In the end, you’re going to have to experience them for yourselves in terms of flavor.  If you are interested in potential health benefits here’s a link:

http://www.whitetea.com/benefits-of-white-tea.php

Tea 201 - Origin - Where Tea is Grown

Tea Origin by Percentage (c.o. Wikipedia.org)

Tea Origin by Percentage (c.o.
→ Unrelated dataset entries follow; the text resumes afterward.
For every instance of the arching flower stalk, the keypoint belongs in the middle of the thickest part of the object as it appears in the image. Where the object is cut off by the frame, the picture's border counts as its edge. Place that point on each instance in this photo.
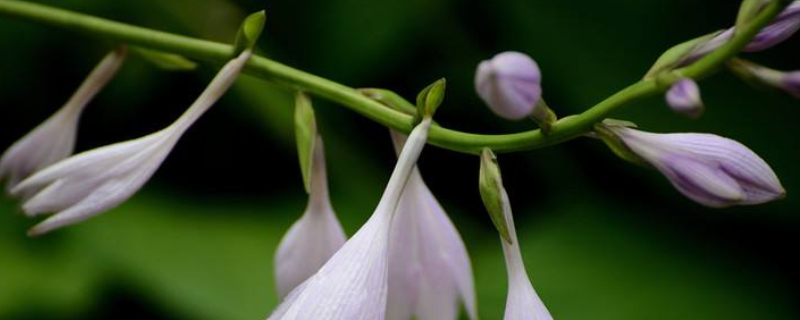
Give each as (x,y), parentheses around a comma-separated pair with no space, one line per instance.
(54,139)
(429,268)
(92,182)
(312,239)
(353,284)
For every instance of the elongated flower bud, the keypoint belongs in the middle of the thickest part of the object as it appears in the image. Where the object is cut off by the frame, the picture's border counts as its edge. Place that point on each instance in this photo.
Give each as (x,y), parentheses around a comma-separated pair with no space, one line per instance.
(54,139)
(522,302)
(429,268)
(709,169)
(684,98)
(510,83)
(353,284)
(313,239)
(92,182)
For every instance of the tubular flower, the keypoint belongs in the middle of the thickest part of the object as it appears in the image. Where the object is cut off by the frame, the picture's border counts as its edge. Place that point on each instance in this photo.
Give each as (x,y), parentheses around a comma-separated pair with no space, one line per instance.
(522,302)
(510,83)
(353,284)
(429,268)
(709,169)
(54,139)
(684,97)
(92,182)
(314,238)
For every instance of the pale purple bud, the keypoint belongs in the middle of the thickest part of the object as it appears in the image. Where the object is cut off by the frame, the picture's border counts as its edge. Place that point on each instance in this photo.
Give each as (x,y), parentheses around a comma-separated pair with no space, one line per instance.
(784,26)
(54,139)
(353,284)
(510,83)
(429,268)
(312,239)
(92,182)
(709,169)
(684,98)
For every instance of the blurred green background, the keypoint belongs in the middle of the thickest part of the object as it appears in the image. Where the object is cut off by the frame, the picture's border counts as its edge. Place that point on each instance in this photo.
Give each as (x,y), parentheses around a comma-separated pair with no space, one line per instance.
(602,239)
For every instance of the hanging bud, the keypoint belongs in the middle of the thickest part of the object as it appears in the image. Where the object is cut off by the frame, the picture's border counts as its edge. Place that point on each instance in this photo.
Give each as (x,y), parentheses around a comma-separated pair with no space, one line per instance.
(54,139)
(163,60)
(491,184)
(305,131)
(430,98)
(681,54)
(249,32)
(760,75)
(684,98)
(510,84)
(709,169)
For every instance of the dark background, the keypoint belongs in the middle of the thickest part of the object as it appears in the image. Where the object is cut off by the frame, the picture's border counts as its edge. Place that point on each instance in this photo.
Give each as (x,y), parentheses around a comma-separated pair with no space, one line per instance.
(602,239)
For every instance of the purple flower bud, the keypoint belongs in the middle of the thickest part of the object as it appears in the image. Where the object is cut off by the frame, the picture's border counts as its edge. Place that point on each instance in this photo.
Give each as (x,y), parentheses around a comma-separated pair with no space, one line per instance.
(709,169)
(684,97)
(510,83)
(787,23)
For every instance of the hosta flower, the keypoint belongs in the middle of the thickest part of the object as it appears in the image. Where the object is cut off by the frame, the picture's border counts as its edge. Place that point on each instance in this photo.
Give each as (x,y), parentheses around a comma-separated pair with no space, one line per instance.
(54,139)
(709,169)
(522,302)
(510,83)
(429,268)
(353,284)
(313,239)
(95,181)
(684,97)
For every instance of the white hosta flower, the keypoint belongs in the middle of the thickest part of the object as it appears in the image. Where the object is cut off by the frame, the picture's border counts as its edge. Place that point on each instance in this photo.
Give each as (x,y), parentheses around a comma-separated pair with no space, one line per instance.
(522,302)
(429,268)
(89,183)
(54,139)
(709,169)
(314,238)
(352,285)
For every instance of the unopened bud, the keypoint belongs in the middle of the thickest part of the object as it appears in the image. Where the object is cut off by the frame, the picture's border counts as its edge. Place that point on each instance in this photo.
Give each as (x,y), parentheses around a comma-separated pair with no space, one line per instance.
(684,98)
(510,83)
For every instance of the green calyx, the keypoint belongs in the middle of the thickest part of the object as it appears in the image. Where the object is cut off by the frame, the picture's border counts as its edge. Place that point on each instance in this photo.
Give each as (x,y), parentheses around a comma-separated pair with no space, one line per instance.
(430,98)
(493,193)
(305,131)
(249,32)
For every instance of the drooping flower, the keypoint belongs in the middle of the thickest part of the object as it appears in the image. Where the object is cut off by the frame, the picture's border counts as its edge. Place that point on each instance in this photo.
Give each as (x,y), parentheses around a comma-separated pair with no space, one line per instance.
(510,83)
(353,284)
(314,238)
(92,182)
(522,302)
(709,169)
(429,268)
(54,139)
(684,98)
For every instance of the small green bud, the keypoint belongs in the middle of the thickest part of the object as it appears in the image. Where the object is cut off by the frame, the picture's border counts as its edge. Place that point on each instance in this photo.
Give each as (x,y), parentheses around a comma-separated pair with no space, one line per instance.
(390,99)
(249,32)
(305,130)
(493,193)
(544,117)
(165,61)
(615,143)
(429,99)
(675,56)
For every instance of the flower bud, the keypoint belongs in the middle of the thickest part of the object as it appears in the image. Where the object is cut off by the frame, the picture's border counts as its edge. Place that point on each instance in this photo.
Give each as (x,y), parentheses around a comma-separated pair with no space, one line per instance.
(684,98)
(709,169)
(510,83)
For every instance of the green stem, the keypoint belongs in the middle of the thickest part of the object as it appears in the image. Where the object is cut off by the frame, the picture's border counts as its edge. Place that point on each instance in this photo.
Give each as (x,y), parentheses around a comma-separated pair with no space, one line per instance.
(565,129)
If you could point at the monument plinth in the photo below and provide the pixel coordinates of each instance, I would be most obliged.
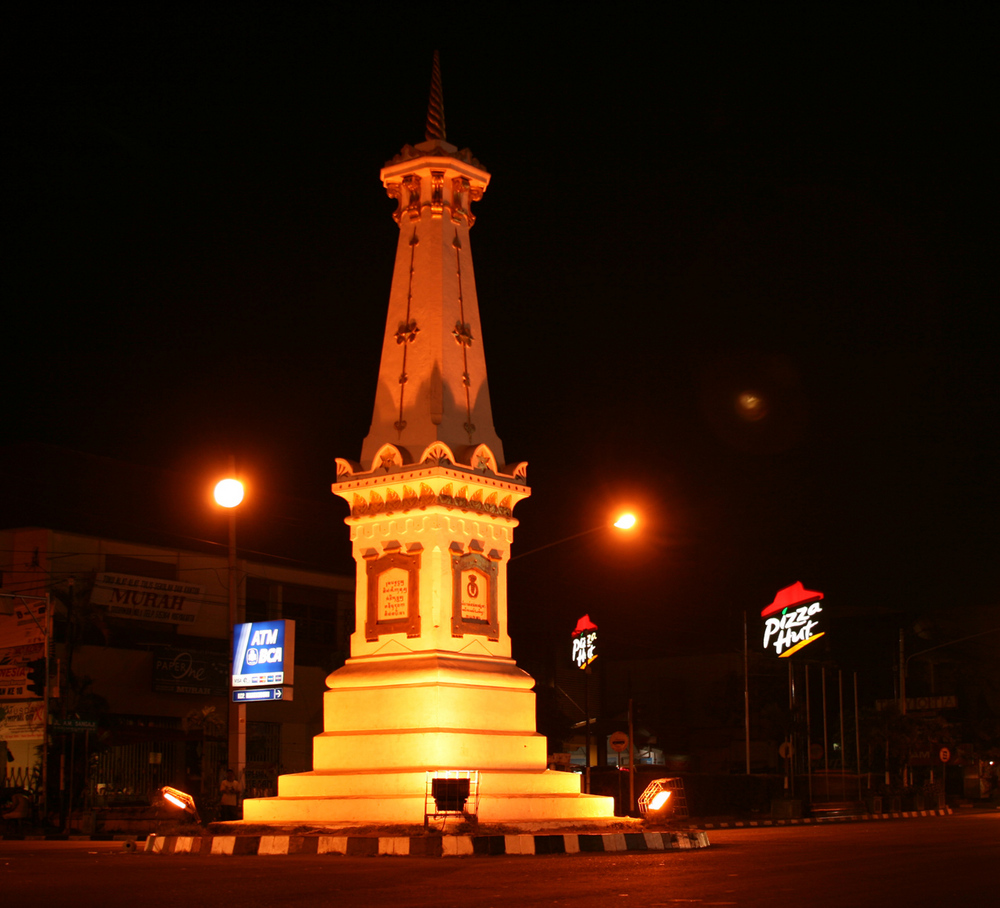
(430, 688)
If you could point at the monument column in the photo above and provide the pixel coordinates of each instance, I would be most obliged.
(430, 686)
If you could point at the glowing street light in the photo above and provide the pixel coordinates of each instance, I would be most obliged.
(229, 494)
(625, 521)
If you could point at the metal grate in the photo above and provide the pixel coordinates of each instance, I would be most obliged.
(451, 792)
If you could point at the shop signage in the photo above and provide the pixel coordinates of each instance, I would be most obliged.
(14, 682)
(584, 642)
(793, 620)
(22, 721)
(147, 599)
(263, 653)
(185, 671)
(25, 625)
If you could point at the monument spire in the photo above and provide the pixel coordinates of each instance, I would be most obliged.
(432, 384)
(434, 131)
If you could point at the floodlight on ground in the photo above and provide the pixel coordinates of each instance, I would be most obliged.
(655, 801)
(180, 799)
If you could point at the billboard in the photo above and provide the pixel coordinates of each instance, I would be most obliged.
(584, 642)
(793, 620)
(263, 653)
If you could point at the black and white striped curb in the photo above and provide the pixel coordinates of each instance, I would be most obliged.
(818, 821)
(428, 846)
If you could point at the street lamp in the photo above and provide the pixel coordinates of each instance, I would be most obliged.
(229, 494)
(626, 521)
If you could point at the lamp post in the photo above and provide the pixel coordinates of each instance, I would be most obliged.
(229, 495)
(625, 521)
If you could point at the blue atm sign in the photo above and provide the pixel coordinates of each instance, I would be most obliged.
(263, 654)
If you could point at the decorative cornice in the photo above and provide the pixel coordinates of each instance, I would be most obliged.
(409, 152)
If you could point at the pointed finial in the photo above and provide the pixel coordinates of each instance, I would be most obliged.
(434, 131)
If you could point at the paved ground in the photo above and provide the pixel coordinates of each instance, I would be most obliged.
(916, 862)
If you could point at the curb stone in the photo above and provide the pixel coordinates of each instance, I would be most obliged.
(429, 846)
(823, 821)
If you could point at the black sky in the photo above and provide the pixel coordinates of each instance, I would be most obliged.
(799, 204)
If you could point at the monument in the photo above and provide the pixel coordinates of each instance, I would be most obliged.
(430, 691)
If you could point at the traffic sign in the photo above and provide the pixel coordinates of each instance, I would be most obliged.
(256, 694)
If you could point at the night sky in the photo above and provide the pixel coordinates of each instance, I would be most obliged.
(798, 206)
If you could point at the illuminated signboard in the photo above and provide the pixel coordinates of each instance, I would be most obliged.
(584, 642)
(794, 620)
(263, 654)
(256, 694)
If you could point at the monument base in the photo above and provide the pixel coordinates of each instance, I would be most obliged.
(403, 798)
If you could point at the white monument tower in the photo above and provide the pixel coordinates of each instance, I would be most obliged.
(430, 689)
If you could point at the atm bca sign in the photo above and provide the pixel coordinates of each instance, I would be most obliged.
(263, 653)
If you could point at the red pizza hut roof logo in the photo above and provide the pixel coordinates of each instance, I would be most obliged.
(792, 620)
(584, 642)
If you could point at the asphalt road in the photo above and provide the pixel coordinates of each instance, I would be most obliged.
(914, 862)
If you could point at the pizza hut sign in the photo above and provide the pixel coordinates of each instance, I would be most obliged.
(794, 620)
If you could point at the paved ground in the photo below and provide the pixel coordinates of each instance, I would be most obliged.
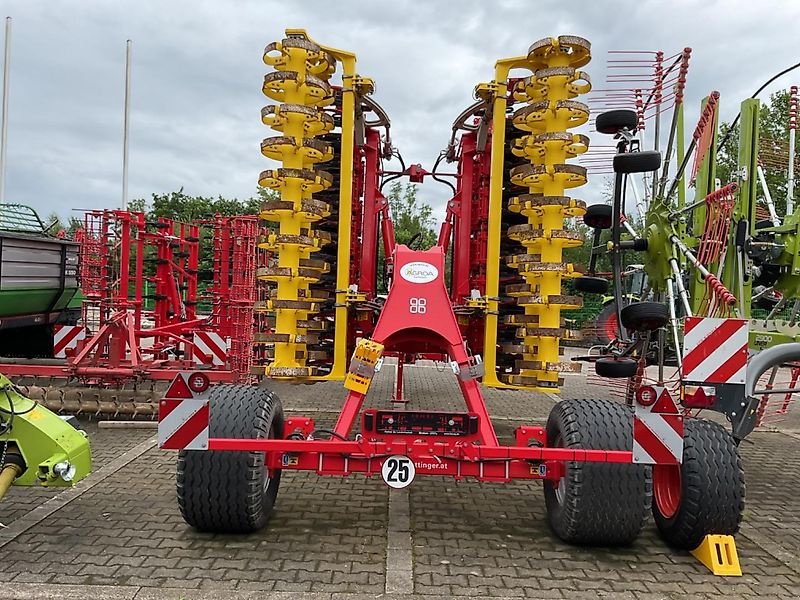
(119, 534)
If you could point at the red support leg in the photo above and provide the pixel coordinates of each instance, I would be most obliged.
(398, 394)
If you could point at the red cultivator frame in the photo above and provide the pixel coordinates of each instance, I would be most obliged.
(126, 262)
(418, 315)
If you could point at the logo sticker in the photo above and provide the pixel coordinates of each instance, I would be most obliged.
(419, 272)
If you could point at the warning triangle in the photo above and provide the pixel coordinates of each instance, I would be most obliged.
(665, 405)
(178, 390)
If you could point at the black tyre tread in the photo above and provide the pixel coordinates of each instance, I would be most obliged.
(616, 368)
(644, 161)
(586, 284)
(606, 504)
(713, 487)
(221, 491)
(644, 316)
(598, 216)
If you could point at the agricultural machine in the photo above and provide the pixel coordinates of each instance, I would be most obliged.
(39, 289)
(715, 256)
(497, 321)
(39, 294)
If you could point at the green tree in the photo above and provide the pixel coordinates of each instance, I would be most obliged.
(54, 225)
(412, 218)
(773, 127)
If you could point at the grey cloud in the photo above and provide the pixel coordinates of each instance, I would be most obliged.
(198, 71)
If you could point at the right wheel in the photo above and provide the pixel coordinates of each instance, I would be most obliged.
(644, 316)
(604, 504)
(616, 368)
(705, 494)
(226, 491)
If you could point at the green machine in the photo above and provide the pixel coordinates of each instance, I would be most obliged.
(38, 283)
(38, 447)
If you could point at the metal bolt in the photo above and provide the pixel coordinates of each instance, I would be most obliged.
(65, 470)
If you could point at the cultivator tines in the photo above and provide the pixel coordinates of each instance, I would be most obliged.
(233, 292)
(300, 84)
(548, 113)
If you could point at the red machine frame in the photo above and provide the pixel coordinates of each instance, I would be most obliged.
(480, 455)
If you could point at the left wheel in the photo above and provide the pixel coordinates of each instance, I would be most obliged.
(232, 492)
(604, 504)
(705, 494)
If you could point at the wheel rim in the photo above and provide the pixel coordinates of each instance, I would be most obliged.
(610, 326)
(667, 489)
(560, 489)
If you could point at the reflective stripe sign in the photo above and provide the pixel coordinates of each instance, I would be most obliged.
(657, 428)
(209, 348)
(183, 415)
(714, 350)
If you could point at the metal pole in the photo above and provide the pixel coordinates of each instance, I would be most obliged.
(773, 216)
(127, 125)
(4, 126)
(792, 128)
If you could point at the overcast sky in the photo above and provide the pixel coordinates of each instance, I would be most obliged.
(197, 78)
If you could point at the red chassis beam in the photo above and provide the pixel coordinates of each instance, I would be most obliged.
(439, 457)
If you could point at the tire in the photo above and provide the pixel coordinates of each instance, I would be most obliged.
(605, 504)
(591, 285)
(231, 492)
(709, 489)
(598, 216)
(616, 368)
(644, 161)
(612, 122)
(606, 324)
(644, 316)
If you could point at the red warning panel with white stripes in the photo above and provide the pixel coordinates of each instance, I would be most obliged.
(714, 350)
(183, 413)
(210, 348)
(657, 428)
(66, 338)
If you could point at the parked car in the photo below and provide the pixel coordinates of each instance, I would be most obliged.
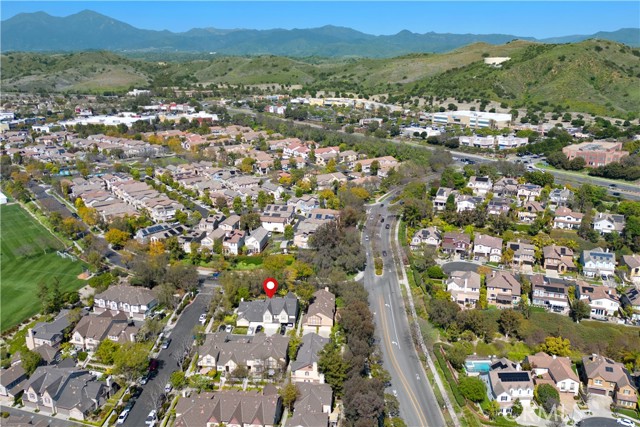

Wikipedia.org)

It would not be a proper lesson on tea without sitting down and discussing the origin of tea.  Where is it grown?  More importantly where can it grow?

Let’s start with tea’s origin.  Where did it originally come from?

Originally its natural form was believed to have originated in China.  The most celebrated of teas come from the area of China known as “The Golden Triangle.” This area is found between the mountains of Huang Shan, Mogan Shan, Qi Shan and Tianmu Shan.

In the country of Taiwan, it is well known for its oolong teas.

India has grown in popularity due its Assam teas (which are grown in the Brahmaputra valley) and Darjeeling teas (which is grown in the ex-British hills of the Himalayas).  Darjeeling teas are known as the “Champagne of teas.”

This also spreads into Nepal.  In their side of the Himalayas, they have their own tea that resembles Darjeeling.

Sri Lanka is the source of the famous and fragrant Ceylon tea.  The principle growing regions of this country are Nuwara Eliya, Dimbula and Uva.

Of course, we can never forget Japan renowned for its green sencha, courser bancha and matcha.

But that’s just the Asian countries.

Tea growing has also made its way to East Africa to the countries of Kenya, Uganda, Burundi, and Tanzania.   These countries have made a dent in the mark by way of making large quantities of black teas.  However, they have not been able to deliver the same quality of Chinese Yunnan or Indian Darjeeling.

But it does not stop there.  Tea growing has also spread to the Americas to the following countries: Argentina, Bolivia, Brazil, Ecuador, Peru, and the good old USA.

Tea has spread all over the world and it will continue to do so as it continues to also grow in popularity.

Pretty cool, no?

Tea 201 - Chinese Black Teas

Black tea, known in China as red tea, is the most common product produced by our favorite Camellia sinensis plant.   It’s the most consume type of tea in the world; however, it is the least popular style in China.  The quality range is also greater than any other tea grown.  It is the Chinese black tea that is known for its highest quality compared to the other mechanically harvested and grown in places like India, Sri Lanka and Kenya.

There is a lot of debate among tea scholars as to when black tea was actually invented.  But everyone definitely agrees that tea appeared in the Chinese market by the 16th century.  Obviously for that to happen, the origin of tea production had to have gone back farther.

There are those who argue that black tea was created during the beginning of the Ming Dynasty around 1391.    Tea drinking in general had become accepted in Chinese society but was traded in the form of tightly compressed tea cakes.  These teas were considered worth their weight in gold.  At its peak, the tea trade was very well known for its wealth and corruption.

At the beginning of the Ming dynasty, under the rule of Ming Hong Wu Lian decided to put a halt to the corruption by ordering the end of the production of the tea cakes.  With the production halted, the monasteries that produced tea were stuck with tea and nothing to do with it.   The Wu Yi Shan’s monasteries began attempting to try pan-friend loose leaf green tea.   They were never successful because they could not get the teas to stop oxidizing.  This is typical of black tea.   Thus green tea was created by the time the 16th century rolled around.

Fun history, no?  Are you a fan of black tea, dear readers?